Potter, former mayor of Zaleski and Vinton County Sheriff, is scheduled to battle his eviction at the Vinton County Common Pleas Court on Oct. 3, according to his attorney Tim Gleeson.
Gleeson told The Courier there has been no agreement made between the two sides throughout the summer to allow Potter to remain living in his home. Next month’s date marks the “next scheduled step,” Gleeson said.
For years, Potter has been embattled in a legal tug-of-war which his attorney called “one of the saddest cases” he’s ever been involved in.
Nearly 10 years ago, Potter gave his daughter Janice Cottrill, also of Zaleski, power of attorney. Potter’s granddaughter, Jaclyn Fraley, told The Courier earlier this summer that Cottrill then secretly transferred the house into her own name.
Years later, the family took Cottrill to court to reverse the property transfer. An initial ruling which sided with Potter was negated when an appeals court ruled the transfer’s statue of limitations had expired, Fraley said.
With the house remaining in her name, Cottrill served her father with an eviction notice, which Potter, Fraley and a wave of nationwide support have sought to keep from coming to fruition.
“I think he loves (the support) and it humbles him at the same time,” Fraley told The Courier. “I’m sure it helps him and it brings a light to his face ... it helps us walk through this horrible, horrible thing.”

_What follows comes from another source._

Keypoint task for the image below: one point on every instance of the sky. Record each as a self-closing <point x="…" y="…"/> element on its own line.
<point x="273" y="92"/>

Fraley managed to raise more than $137,000 online at gofundme.com in a “last-ditch effort” with the hopes of using the money to buy the home from Cottrill. The house was appraised at $50,000, Gleeson said earlier this summer.
A deal fell through when Cottrill and her attorney, Lorene Johnston, responded to a market value offer with one requesting more than twice that amount, Gleeson said.
Cottrill’s attorney said she would not comment on the case, citing confidentiality and not wanting to “negotiate with other legal parties through the newspaper.”
Fraley said she and her grandfather are trying to emotionally prepare themselves for him potentially being evicted from his home a month from now.
Throughout the summer, Fraley has been updating thousands of Facebook supporters on her grandfather, who she said has enjoyed respite in fishing, watching the History Channel and showing off his noted sense of humor.
In a YouTube video answering questions from supporters, Potter was asked to name three wishes he might have.
“First place, my house back ... second place, peace in the world,” he said, thoughtfully.
“And what’s your third one?” Fraley asks.
“Well, if we get two out of three, I’m doing pretty good.”
Asked to name his favorite holiday, he grew a wry smile.
“Well, pay day isn’t a holiday,” he mused.
Fraley then asked how he liked his steak cooked.
“In a skillet.”
The eviction’s jury selection is slated for Oct. 3, with a hearing scheduled for the following day, Fraley posted online. She added that she hopes people will come to that hearing to support her grandfather.